Stock markets, the Eurozone and the German economy, are all seeking guidance. In recent weeks, the stock market correction, the Italian fiscal conflict and a general cloud of negativism have all cast doubt about the future of the Eurozone growth cycle. At first glance, today’s Ifo drop seems to add to growing concerns. However, on second glance, the German economy provides some arguments in favour of a more nuanced assessment. In fact, today’s Ifo index is a perfect illustration of the current dichotomy between increasing fears about the future and solid growth at present.
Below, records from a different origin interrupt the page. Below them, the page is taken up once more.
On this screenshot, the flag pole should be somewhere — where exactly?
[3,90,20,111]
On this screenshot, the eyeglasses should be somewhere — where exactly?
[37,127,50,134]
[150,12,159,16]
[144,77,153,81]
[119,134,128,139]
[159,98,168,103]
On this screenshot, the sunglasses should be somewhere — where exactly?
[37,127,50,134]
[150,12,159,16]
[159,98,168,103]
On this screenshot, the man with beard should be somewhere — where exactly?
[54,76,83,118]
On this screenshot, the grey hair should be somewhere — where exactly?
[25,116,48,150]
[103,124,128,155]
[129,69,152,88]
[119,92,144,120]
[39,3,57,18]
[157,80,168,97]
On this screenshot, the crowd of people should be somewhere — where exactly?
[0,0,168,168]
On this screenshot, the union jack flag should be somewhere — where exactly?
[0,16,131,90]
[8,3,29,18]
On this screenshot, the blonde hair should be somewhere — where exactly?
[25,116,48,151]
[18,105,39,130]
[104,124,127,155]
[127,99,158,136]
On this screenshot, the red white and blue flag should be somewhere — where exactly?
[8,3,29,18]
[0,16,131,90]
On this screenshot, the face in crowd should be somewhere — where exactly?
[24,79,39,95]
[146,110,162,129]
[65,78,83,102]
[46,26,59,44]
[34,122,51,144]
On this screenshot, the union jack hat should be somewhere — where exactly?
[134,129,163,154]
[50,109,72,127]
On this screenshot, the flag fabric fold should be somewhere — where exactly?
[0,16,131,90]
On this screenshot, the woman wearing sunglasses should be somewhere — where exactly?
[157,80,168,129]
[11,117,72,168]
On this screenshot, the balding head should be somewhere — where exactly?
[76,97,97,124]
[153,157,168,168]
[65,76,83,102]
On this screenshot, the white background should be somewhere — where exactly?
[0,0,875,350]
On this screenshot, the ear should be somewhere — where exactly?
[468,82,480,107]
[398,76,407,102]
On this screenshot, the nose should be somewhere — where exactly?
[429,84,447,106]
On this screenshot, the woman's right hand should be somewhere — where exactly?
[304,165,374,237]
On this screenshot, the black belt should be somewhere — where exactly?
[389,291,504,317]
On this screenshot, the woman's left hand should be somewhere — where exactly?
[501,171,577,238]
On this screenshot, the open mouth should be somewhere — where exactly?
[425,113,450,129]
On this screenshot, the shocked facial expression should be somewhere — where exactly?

The high current assessment component points to continued strong growth at the start of the final quarter of the year, while weaker expectations perfectly illustrate increased worries.

Today’s Ifo index is a perfect illustration of the current dichotomy between increasing fears about the future and solid growth at present

The increased worries can easily be related to the fact that the German manufacturing industry has gradually and almost unnoticed shifted one gear lower. The Ifo index for the manufacturing sector has dropped since the start of the year, while at the same time, an inventory built-up in recent months combined with less new orders doesn't bode well for industrial production in the months ahead.

Having said this, there is no reason, yet, to fall into severe depression. In fact, there is still a series of highly favourable circumstances, all being growth-supportive. Just think of low-interest rates, a weak euro and supply-side constraints. With credit growth to the corporate sector at its highest level since 2009, the domestic investment could still be the next “big growth thing”.

All of this means that the uncertainty and the unpleasant gut feeling will continue. At the same time, however, the present situation of the German economy is still better than the recent stock market correction might suggest.